Иногда случаются странные вещи, вытекающие из силы нашей мысли.
Ворона и пепел сигарилл, я и товарищ Аркадия по несчастью, его сосед по палате, прервавший наш гнетущий для обоих диалог и сообщивший, что скоро обход и лучше бы ему вернуться.
Но зато теперь у меня появилась возможность реально помочь Алисе!
Вот так вчера я неожиданно нашел для нее неплохой вариант, с которого можно начать менять свою жизнь.
А сегодня, сообщив ей эту новость между гамбургером и «чикен-макнаггетс», я имел несказанное удовольствие наблюдать, как сначала расширились от удивления, а потом заискрились надеждой и радостью ее зеленые глаза.
Короче, она не отказалась!
44
Николай Валерьевич снял очки, достал из футляра другие и принялся тщательно прилаживать дужки к ушам с таким видом, как будто ему именно в этих очках будет легче воспринять то, что он сейчас должен будет услышать от меня.
– Ну, мы никогда не затрагивали с тобой эту тему, да… Но у тебя ведь раньше тоже были мужчины, и что, ты хочешь сказать, что каждый раз так переживала очередной роман?
– Нет.
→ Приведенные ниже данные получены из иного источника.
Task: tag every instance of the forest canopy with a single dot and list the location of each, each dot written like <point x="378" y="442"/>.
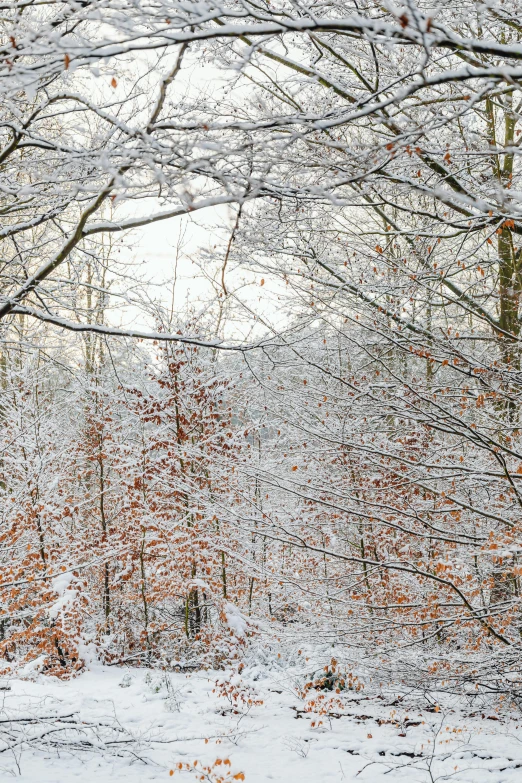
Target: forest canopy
<point x="323" y="440"/>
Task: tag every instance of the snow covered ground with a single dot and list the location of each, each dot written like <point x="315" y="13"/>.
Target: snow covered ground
<point x="134" y="726"/>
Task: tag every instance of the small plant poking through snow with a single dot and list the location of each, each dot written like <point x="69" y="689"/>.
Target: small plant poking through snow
<point x="332" y="679"/>
<point x="240" y="696"/>
<point x="218" y="772"/>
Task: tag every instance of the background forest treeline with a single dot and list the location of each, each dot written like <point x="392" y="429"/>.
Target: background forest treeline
<point x="326" y="444"/>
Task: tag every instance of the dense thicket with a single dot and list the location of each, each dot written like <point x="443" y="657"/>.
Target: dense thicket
<point x="354" y="466"/>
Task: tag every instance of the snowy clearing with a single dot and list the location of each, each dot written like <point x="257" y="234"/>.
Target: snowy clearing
<point x="135" y="725"/>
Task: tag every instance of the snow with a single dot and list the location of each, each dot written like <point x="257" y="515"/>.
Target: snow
<point x="159" y="721"/>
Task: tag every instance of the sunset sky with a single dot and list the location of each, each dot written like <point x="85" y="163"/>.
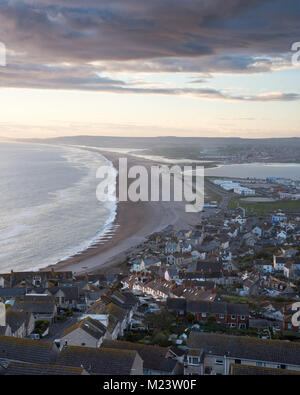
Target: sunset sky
<point x="150" y="67"/>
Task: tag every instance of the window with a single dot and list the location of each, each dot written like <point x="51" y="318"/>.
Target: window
<point x="261" y="364"/>
<point x="193" y="361"/>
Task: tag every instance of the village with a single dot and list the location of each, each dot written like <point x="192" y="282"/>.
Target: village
<point x="217" y="298"/>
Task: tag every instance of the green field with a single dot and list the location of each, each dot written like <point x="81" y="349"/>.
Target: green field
<point x="265" y="208"/>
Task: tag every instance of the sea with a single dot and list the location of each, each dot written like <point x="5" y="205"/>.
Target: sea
<point x="257" y="170"/>
<point x="48" y="205"/>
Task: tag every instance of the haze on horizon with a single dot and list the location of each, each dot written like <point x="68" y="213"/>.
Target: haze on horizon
<point x="150" y="68"/>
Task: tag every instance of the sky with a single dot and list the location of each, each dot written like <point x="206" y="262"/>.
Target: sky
<point x="209" y="68"/>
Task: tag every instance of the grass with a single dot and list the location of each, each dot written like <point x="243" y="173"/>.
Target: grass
<point x="235" y="299"/>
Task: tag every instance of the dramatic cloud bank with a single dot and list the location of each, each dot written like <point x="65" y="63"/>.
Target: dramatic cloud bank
<point x="69" y="44"/>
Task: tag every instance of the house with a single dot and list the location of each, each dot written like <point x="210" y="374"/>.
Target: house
<point x="172" y="247"/>
<point x="66" y="297"/>
<point x="36" y="279"/>
<point x="2" y="281"/>
<point x="292" y="269"/>
<point x="287" y="323"/>
<point x="156" y="360"/>
<point x="211" y="354"/>
<point x="11" y="293"/>
<point x="86" y="333"/>
<point x="279" y="263"/>
<point x="171" y="274"/>
<point x="27" y="350"/>
<point x="278" y="218"/>
<point x="138" y="265"/>
<point x="102" y="361"/>
<point x="43" y="307"/>
<point x="257" y="231"/>
<point x="246" y="370"/>
<point x="264" y="267"/>
<point x="13" y="368"/>
<point x="21" y="323"/>
<point x="281" y="236"/>
<point x="231" y="315"/>
<point x="186" y="247"/>
<point x="197" y="237"/>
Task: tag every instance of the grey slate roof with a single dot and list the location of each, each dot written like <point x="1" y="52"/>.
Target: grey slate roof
<point x="98" y="361"/>
<point x="276" y="351"/>
<point x="15" y="319"/>
<point x="29" y="369"/>
<point x="195" y="306"/>
<point x="154" y="357"/>
<point x="246" y="370"/>
<point x="27" y="350"/>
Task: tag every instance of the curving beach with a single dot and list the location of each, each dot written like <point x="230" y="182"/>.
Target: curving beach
<point x="134" y="222"/>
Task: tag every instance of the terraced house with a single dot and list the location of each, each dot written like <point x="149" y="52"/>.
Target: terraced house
<point x="211" y="354"/>
<point x="232" y="315"/>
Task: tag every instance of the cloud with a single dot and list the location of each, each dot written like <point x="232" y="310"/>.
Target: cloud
<point x="144" y="29"/>
<point x="75" y="44"/>
<point x="87" y="78"/>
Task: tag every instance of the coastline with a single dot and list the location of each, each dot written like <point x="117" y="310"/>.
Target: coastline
<point x="133" y="223"/>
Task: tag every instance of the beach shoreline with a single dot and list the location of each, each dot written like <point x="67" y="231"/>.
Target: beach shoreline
<point x="133" y="224"/>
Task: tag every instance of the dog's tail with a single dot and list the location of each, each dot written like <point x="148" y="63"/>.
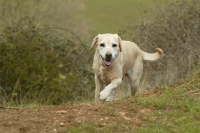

Никогда. Это не роман, по крайней мере в том смысле, который ты в это вкладываешь…
– Алиса, это все возраст. Сейчас у тебя такой возраст, если бы я только мог, если бы я только знал как… я бы поменял тебе и биологический возраст, но я и в самом деле не бог… Я все это время пытался тебя хоть как-то понять, но то, что ты делаешь, как ты себя ведешь, это похоже на одержимость какую-то, на тяжелую болезнь! Я понимаю все, я же знаю все с самого начала! Ты, девочка моя, пережила такое… И она просто дремала в тебе с тех пор, эта болезнь, но всему нужен выход, и твое отношение к этому человеку – это просто выход того бессознательного, что ты прятала в себя все это время после аварии… Твоя психика дала сбой, и эта тяга к самоуничтожению, связанная с чувством вины, от которого ты так и не можешь до конца избавиться, – все это вылилось в нездоровое увлечение этим абсолютно пустым человеком! И даже не пытайся меня переубедить, я точно знаю: это так!